The goal is to build a linear or generalized linear model using any response or explanatory variables from the ‘coffee_clean’ dataset. Last week, I worked on building a logistic regression model, and this week I will shift back to using a linear regression framework. In recent weeks, I engineered new variables such as ‘roast_num’ and ‘is_top_country’. I will leverage these variables in this weeks analysis through investigating how these variables in addition to price affect my chosen response variable, which will be coffee ‘rating’.
‘100g_USD’ — continuous measure of price
‘roast_num’ — ordered roast level (1 = Light → 4 = Dark)
‘is_top_country’ — binary indicator for top 10 roasting countries
lm <- lm(rating ~ `100g_USD` + roast_num + is_top_country, data = coffee_clean)
summary(lm)
##
## Call:
## lm(formula = rating ~ `100g_USD` + roast_num + is_top_country,
## data = coffee_clean)
##
## Residuals:
## Min 1Q Median 3Q Max
## -7.9760 -0.9476 0.0117 0.9894 4.1463
##
## Coefficients:
## Estimate Std.

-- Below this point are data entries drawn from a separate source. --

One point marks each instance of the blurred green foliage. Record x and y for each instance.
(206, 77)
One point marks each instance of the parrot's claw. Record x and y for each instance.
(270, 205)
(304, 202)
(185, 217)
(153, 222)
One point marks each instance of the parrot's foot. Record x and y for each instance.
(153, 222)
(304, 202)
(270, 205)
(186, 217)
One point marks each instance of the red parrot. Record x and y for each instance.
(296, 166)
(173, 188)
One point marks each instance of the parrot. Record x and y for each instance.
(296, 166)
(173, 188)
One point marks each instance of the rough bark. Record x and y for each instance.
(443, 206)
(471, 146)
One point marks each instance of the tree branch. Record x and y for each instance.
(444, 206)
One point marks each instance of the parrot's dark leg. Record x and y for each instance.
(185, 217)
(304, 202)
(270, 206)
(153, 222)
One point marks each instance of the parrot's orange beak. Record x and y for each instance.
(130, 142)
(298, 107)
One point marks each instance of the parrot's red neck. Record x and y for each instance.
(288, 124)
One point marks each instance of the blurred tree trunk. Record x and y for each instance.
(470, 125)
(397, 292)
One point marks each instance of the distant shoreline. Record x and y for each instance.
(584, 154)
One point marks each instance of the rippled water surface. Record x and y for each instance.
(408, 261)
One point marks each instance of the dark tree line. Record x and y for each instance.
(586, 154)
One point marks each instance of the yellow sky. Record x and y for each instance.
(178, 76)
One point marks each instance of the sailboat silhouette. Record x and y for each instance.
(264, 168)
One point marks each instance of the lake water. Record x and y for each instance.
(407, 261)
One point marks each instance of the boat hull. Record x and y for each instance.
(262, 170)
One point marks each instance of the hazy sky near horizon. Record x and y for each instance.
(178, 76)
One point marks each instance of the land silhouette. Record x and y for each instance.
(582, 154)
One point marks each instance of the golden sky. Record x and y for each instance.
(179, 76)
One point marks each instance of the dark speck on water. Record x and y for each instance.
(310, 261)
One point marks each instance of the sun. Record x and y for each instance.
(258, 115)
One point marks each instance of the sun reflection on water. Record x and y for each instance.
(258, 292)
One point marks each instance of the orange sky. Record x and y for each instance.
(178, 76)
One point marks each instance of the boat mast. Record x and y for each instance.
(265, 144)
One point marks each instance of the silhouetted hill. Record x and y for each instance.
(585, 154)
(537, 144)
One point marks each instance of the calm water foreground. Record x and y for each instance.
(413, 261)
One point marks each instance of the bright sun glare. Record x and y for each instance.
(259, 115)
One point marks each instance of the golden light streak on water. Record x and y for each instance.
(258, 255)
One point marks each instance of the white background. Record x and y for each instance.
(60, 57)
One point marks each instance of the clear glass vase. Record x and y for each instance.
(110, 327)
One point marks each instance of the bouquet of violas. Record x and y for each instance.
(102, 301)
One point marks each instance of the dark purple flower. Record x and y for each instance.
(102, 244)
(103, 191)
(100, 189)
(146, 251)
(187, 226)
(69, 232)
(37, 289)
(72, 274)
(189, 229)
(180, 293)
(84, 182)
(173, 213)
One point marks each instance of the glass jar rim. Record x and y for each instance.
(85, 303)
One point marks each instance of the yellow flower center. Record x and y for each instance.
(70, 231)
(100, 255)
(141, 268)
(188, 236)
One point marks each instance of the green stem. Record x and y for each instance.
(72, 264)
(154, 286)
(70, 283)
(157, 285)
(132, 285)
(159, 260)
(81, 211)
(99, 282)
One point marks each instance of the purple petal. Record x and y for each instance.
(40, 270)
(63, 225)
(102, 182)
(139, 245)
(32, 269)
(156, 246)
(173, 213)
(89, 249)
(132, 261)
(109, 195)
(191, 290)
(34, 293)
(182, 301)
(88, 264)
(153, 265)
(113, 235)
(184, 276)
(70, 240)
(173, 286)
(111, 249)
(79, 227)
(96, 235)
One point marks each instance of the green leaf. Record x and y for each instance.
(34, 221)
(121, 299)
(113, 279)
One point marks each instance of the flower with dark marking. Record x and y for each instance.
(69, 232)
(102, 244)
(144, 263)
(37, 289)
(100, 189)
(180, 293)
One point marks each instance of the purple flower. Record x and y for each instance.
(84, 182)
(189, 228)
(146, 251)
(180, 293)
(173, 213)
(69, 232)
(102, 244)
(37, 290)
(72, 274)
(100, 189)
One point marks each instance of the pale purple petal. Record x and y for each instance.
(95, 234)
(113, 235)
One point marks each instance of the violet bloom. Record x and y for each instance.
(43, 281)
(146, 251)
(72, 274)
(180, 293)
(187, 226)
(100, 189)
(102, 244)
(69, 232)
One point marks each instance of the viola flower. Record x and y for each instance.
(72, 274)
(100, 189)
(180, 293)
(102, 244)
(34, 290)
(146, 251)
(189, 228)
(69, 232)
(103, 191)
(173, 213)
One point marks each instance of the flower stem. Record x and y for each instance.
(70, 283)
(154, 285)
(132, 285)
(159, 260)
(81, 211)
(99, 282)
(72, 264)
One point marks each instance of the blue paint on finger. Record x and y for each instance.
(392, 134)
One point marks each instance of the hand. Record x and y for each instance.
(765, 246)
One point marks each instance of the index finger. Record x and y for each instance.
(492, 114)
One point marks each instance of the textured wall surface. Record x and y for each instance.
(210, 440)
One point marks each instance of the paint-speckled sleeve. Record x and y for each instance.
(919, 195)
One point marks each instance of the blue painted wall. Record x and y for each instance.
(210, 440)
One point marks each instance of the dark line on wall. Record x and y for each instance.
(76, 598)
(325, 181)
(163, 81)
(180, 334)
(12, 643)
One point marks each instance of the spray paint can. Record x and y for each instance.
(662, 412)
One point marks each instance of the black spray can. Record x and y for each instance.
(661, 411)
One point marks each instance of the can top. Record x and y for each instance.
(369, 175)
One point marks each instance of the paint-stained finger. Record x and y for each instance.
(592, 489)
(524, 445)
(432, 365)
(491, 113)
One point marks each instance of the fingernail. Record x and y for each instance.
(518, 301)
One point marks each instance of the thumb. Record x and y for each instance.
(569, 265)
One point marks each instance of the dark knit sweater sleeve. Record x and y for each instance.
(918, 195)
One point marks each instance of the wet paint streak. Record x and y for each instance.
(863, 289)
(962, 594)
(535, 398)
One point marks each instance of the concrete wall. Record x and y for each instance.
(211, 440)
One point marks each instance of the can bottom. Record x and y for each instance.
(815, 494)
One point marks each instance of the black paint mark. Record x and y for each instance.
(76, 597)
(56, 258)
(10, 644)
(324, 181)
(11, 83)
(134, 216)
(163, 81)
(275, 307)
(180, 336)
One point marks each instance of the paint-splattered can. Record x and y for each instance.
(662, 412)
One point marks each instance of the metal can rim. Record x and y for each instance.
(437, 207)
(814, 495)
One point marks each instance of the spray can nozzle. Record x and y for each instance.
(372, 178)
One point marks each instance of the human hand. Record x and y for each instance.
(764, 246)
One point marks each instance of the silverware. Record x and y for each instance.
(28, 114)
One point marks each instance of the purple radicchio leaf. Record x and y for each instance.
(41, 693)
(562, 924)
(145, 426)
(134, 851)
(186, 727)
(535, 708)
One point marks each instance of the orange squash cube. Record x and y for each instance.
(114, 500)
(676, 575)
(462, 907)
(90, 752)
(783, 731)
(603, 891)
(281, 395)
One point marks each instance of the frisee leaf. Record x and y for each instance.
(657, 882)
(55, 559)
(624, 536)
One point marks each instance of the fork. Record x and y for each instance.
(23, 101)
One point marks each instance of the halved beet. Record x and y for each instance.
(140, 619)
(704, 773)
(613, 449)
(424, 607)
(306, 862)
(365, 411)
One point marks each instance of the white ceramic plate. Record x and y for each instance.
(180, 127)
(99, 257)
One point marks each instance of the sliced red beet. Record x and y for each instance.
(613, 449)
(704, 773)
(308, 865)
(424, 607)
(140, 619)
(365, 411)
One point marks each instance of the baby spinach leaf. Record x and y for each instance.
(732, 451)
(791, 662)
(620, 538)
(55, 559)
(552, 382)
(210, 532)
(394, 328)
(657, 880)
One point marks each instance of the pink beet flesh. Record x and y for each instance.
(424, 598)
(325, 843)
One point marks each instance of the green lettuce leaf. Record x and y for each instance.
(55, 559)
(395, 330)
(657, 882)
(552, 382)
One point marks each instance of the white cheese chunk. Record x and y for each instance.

Error t value Pr(>|t|)
## (Intercept) 93.709771 0.440944 212.521 <2e-16 ***
## `100g_USD` 0.037870 0.003117 12.151 <2e-16 ***
## roast_num -0.614648 0.053790 -11.427 <2e-16 ***
## is_top_country 0.307470 0.423381 0.726 0.468
## ---
## Signif. codes: 0 '***' 0.001 '**' 0.01 '*' 0.05 '.' 0.1 ' ' 1
##
## Residual standard error: 1.461 on 2076 degrees of freedom
## Multiple R-squared: 0.1293, Adjusted R-squared: 0.128
## F-statistic: 102.7 on 3 and 2076 DF, p-value: < 2.2e-16
Adjusted R² = 0.128
Residual SE = 1.461
F‑statistic p < 2.2e‑16
Estimate = 0.0379
Each additional $1 per 100g increases the expected rating by 0.0379 points.
This effect is small but extremely statistically significant (p < 2e‑16). It suggests that price captures some underlying quality signal, but the magnitude is modest — even a $20 increase only raises rating by about 0.76 points.
Estimate = -0.6146
Each level of roast darker decreases the expected rating point by about 0.615 points.
This is a large, significant effect as there are only 5 total roast levels in this dataset. From doing the math, this creates a major 2.46 difference in rating point on average between light roasts and dark roasts. This indicates a strong consumer preference that leans towards lighter roasts consistently, but at the end of the day, the type of roast that I would recommend is mainly dependent on each unique consumer preference.
Estimate = 0.3074
Coffees roasted in top 10 countries score about 0.31 points higher on average.
This effect is not statistically significant as p = 0.468. Given the minimal movement in coffee ratings based on whether the coffee was roasted in a top 10 coffee roasting country or not, ‘is_top_country’ is far less important than variables such as price and roast level. Virtually, with price and roast level in the mix, the effect of the top country on the rating shrinks significantly.
par(mfrow = c(2,2))
plot(lm)
par(mfrow = c(1,1))
Slight curvature at low and high fitted values
No major heteroskedasticity
Linearity mostly satisfied, but mild nonlinearity present
Points follow the line closely
Slight deviation in the upper tail
Residuals approximately normal
Red line nearly flat
Spread consistent across fitted values
Constant variance assumption met
No points near Cook’s distance contours
No influential observations
Low R² (0.128): The model explains ~13% of the variation in rating. This is expected for sensory data but indicates many unobserved factors.
Mild nonlinearity: Slight curvature in the residuals vs fitted plot suggests that price or roast effects may not be perfectly linear.
Country effect not significant: Suggests that country differences may be mediated by roast style or price.
Price has a minimal, yet positive effect on rating
Darker roasts consistently receive lower ratings
Lighter roasts consistently receive higher ratings
With the inclusion of price and roast level, roast country effects diminish significantly
The model is statistically strong, yet only some parts explain rating variability
Overall, a major conclusion from this analysis is that coffee rating is dependent on numerous factors. Price and roast level are two more significant factors, although there are many more that impact the overall quality of coffee. Other variables such as flavor notes, origin, and roaster are also major factors that can influence total rating.